Donating to Food Pantries? Keep it Safe, says K-State Food Safety Specialist

Manhattan, Kan. — Donating food to food pantries and food banks is a way for neighbors to help neighbors, reduce food waste and help families that could use additional food, says Londa Nwadike, a food safety specialist who holds dual extension appointments with Kansas State University and the University of Missouri.

While donations are greatly appreciated at food pantries, Nwadike suggests NOT donating the following foods:

  • Food past its labeled ‘Best by’ date.
  • Spoiled, moldy foods.
  • Home canned or home-prepared foods.
  • Opened or re-packaged foods.
  • Damaged packages, dented cans.

“Always check with the food pantry or food bank before donating fresh fruits and vegetables and any food that requires refrigeration of frozen foods to check if they are able to safely handle those foods,” Nwadike said.

Being mindful of what you donate to food pantries is key. “We want to be sure to donate safe and healthful food to help the food pantries also avoid food waste and extra labor and ultimately to help those using the food pantries to stay healthy,” she said.

Donating safe food to pantries is very important. “Many of the people who consume food from food pantries are from groups that are more vulnerable to foodborne illness, (including) the young, old, pregnant and sick,” Nwadike said. “Many times, people don’t want to throw food away, so they donate it, but it is always important to ensure that when we are donating food, that we also think about it from a safety perspective.”

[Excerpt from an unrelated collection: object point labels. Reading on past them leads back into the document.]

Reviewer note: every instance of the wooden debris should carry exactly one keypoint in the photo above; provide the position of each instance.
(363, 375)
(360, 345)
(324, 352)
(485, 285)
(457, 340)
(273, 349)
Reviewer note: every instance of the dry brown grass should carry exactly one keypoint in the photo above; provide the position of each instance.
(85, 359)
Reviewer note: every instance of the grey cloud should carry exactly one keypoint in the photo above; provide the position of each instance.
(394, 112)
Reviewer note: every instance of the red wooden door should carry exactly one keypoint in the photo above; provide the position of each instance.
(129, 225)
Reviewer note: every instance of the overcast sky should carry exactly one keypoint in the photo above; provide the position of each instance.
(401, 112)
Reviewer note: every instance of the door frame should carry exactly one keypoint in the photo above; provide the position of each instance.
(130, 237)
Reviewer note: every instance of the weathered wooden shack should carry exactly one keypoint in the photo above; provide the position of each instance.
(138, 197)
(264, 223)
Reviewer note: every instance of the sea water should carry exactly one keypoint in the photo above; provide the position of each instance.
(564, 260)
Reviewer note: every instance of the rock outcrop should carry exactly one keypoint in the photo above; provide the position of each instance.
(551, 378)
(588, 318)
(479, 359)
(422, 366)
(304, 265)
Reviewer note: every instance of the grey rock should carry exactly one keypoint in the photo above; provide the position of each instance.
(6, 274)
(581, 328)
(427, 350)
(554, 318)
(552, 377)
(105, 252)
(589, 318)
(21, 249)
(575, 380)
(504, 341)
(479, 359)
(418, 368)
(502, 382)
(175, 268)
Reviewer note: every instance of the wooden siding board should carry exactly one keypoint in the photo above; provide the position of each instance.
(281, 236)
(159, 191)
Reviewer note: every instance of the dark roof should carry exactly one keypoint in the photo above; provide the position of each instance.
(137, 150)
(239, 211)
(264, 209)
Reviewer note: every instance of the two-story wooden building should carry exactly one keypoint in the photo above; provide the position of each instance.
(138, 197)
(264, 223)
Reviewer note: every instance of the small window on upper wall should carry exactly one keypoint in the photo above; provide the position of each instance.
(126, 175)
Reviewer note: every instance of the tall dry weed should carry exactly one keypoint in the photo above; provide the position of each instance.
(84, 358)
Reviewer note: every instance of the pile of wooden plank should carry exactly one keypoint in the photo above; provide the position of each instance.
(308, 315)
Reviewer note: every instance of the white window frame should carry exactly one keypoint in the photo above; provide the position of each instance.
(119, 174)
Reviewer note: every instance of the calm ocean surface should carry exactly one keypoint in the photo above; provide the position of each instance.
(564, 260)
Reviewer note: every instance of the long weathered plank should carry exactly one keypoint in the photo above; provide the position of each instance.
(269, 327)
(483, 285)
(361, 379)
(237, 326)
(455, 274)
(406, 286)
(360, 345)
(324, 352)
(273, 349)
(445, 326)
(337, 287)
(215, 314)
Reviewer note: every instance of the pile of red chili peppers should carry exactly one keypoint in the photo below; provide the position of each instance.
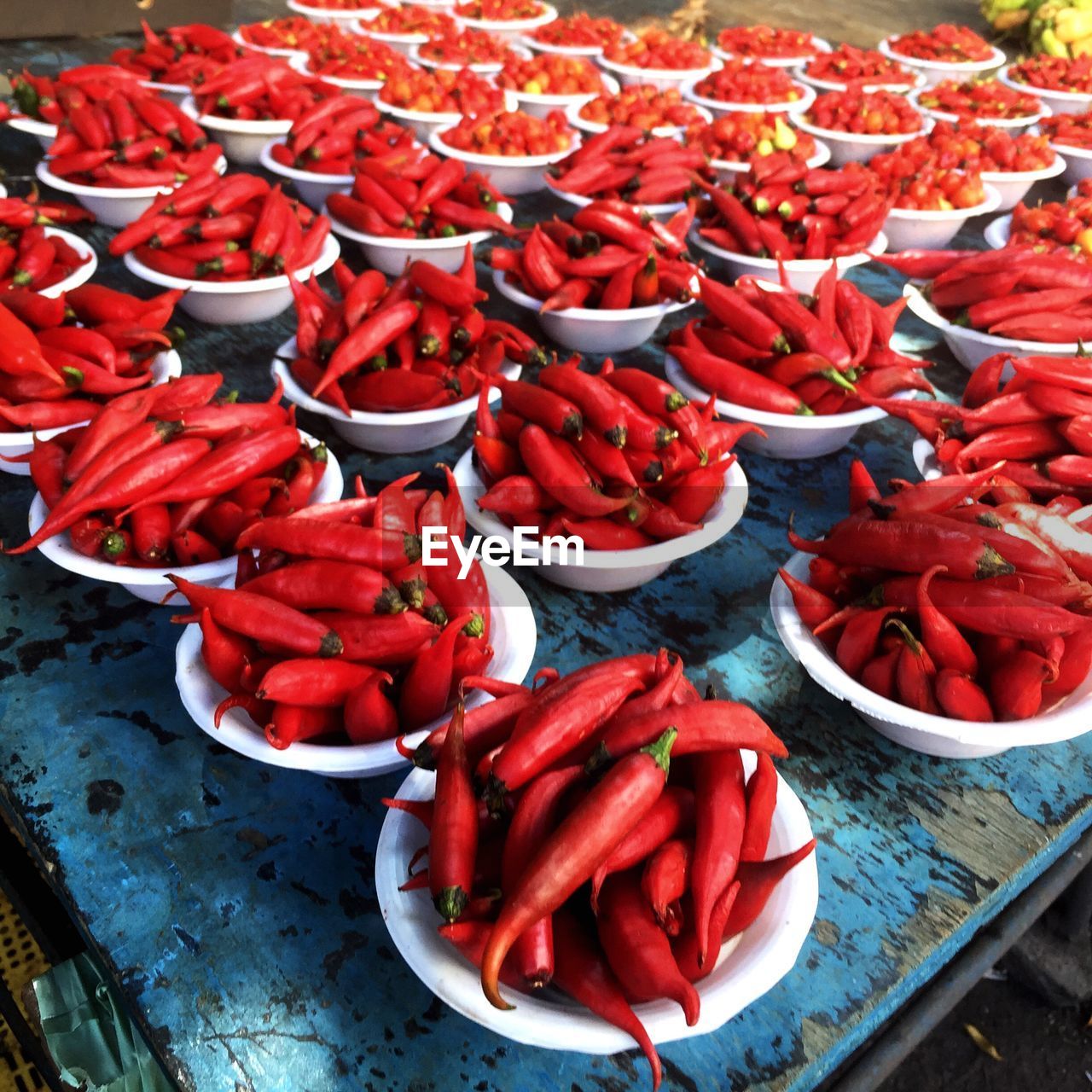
(951, 607)
(167, 475)
(617, 887)
(335, 630)
(619, 459)
(55, 374)
(417, 343)
(233, 229)
(782, 353)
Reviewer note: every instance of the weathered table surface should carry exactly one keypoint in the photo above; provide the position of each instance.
(235, 902)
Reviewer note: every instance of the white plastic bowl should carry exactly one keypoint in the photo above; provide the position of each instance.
(242, 141)
(339, 18)
(927, 733)
(572, 113)
(717, 106)
(514, 638)
(611, 570)
(585, 330)
(822, 46)
(787, 435)
(916, 80)
(934, 229)
(152, 584)
(514, 175)
(747, 967)
(509, 30)
(390, 256)
(803, 273)
(232, 303)
(857, 148)
(113, 206)
(632, 75)
(312, 186)
(1016, 125)
(482, 68)
(1060, 102)
(164, 366)
(935, 71)
(396, 433)
(45, 131)
(972, 346)
(663, 212)
(729, 170)
(1013, 186)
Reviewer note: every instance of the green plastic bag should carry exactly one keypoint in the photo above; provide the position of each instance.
(90, 1034)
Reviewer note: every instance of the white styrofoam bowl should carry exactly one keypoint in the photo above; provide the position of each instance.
(514, 175)
(514, 636)
(729, 170)
(509, 30)
(611, 570)
(822, 46)
(164, 366)
(230, 303)
(587, 330)
(855, 148)
(935, 71)
(394, 433)
(1060, 102)
(242, 141)
(927, 733)
(747, 967)
(717, 106)
(152, 584)
(934, 229)
(803, 273)
(572, 113)
(390, 256)
(312, 186)
(1016, 125)
(632, 75)
(972, 346)
(44, 131)
(787, 436)
(113, 206)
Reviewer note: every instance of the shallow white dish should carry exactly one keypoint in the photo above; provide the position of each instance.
(927, 733)
(312, 187)
(512, 175)
(748, 966)
(386, 433)
(164, 366)
(934, 229)
(971, 346)
(803, 273)
(855, 148)
(514, 638)
(152, 584)
(390, 256)
(585, 330)
(242, 141)
(230, 303)
(935, 71)
(787, 436)
(717, 106)
(615, 570)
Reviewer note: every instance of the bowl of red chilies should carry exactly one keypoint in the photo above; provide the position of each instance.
(361, 642)
(165, 479)
(936, 615)
(648, 903)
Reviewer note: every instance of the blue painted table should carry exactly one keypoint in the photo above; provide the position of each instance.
(235, 902)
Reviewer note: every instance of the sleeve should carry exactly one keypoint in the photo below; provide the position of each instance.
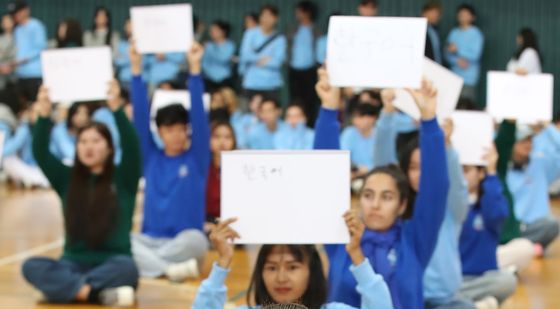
(57, 173)
(458, 196)
(327, 130)
(129, 169)
(199, 121)
(371, 286)
(429, 207)
(494, 204)
(212, 292)
(385, 140)
(472, 50)
(277, 54)
(141, 110)
(14, 143)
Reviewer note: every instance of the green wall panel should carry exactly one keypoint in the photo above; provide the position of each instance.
(499, 20)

Nwadike outlines some suggested non-perishable items in an Extension Food Safety publications as:

  • Fruits that are canned in light syrup, juice or dried, such as peaches, applesauce, pineapple and others.
  • Vegetables that are low in sodium and canned, such as corn, peas, carrots and others.
  • Healthful grains, such as whole-grain crackers, brown rice, granola bars and others.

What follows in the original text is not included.